These are exciting times in the world of analytical systems. The Web has created new demands to handle unprecedented data volumes and semi-structured data. Cloud-based deployment offers near-infinite hardware scalability and flexibility. Acquisitions by enterprise software giants have opened opportunities for smaller, more nimble alternatives. The result has been an explosion of companies using new techniques for managing and analyzing huge data volumes. Many, including Vertica, Aster Data, Greenplum, and Netezza, have also been assimilated by enterprise vendors. Others, including Paraccel, Kognitio, SAND Technology, and 1010data, have grown steadily while remaining independent.
Quantivo is part of this latest technical flowering. Its core is a data structure that sits somewhere between columnar – now the most common approach for analytical processing – and hierarchical indexes. Specifically, Quantivo identifies unique pairs of values within incoming records and stores each pair only once. It then builds new pairs by identifying unique combinations of each pair with another element (which might itself be previously-identified pair). For example, the first analysis might find all transactions that involve a specific product on a single date. The second pass might find all transactions with that product/date pair that were made by a given customer. The process repeats, working up a hierarchy of combinations. The system also tracks the number of times each pair occurs and the specific records involved, so the full detail of the original data can always be reconstructed. The system doesn’t build pairs for all possible combinations of data elements, although users can define several hierarchies if they want the same element to be part of several pairs. Indexes also allow analysis across pairs that are not directly built into the data.
Quantivo doesn’t hide the details of its approach, but it doesn’t talk much about them, either. This likely reflects a (correct) judgment that users will care more about the system’s benefits than how it works. Those benefits include data compression (typically 10% of the original volume), fast response, high scalability, flexible schemas, handling unstructured data, and efficient processing of queries that cause problems in standard SQL. The choice of hierarchy also inherently organizes data around “concepts”, which can be different from the physical structures of the inputs. Queries are relatively simple because users see only a flat list of data elements; relationships are managed automatically, behind the scenes.
Yes there are trade-offs. The data must be processed during the load – a computation-intensive task that takes longer than creating a simple columnar database. The schema must be designed, which requires some technical expertise and can lead to slower response for queries outside the expected paths. Non-SQL queries require a Quantivo-built user interface, meaning users cannot stick with their familiar SQL-based business intelligence tools.
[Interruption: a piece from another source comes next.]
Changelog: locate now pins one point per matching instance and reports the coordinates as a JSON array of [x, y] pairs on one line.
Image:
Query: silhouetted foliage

Some of these issues are mitigated by Quantivo’s other major differentiator: it was designed from the start as a true multi-tenant cloud-based solution. This means it can easily spread its workload across multiple servers and replicate data as needed to support higher data volumes (billions of rows), reduce load times (typically one to two hours per day for daily updates), and improve response time. Support for multiple hierarchies and queries across hierarchies also minimize the price of making a bad decision during initial schema design, since even unplanned queries will execute reasonably efficiently. Designing a schema is relatively simple: in fact, Quantivo plans to add self-service data provisioning, including schema design, in the near future.
The Quantivo user interface is purposely designed to look like other business intelligence tools: users get a list of measures and dimensions, which they drag into place to create pivot tables. They can create filters, define calculated values, add summary levels, and drill down to details. There are simple graphics such as bar and pie charts, but no advanced visualization.
The unique power of the system lies within the filters, which can select data that’s outside the standard dimensions. For example, a filter could select all transactions for customers who purchased a specific product – the type of market basket analysis that’s hard with traditional SQL queries. The system also calculates “association metrics” which compare the data across two groups, such as products in the baskets including product A vs. products in baskets including product B.
Quantivo pricing is based on data volume and
complexity. A typical client pays $40,000 to $50,000 per year for
100 million to one billion rows of data, making the system remarkably affordable for a product of its type. Most clients are using the system for customer data analytics, and the vendor has created connectors for SAP, Salesforce.com, Marketo, Responsys, ExactTarget, Omniture, Google Analytics, IBM, Microsoft, and NCR systems. Quantivo launched as a cloud-based service in 2008 and has an undisclosed number of paying clients.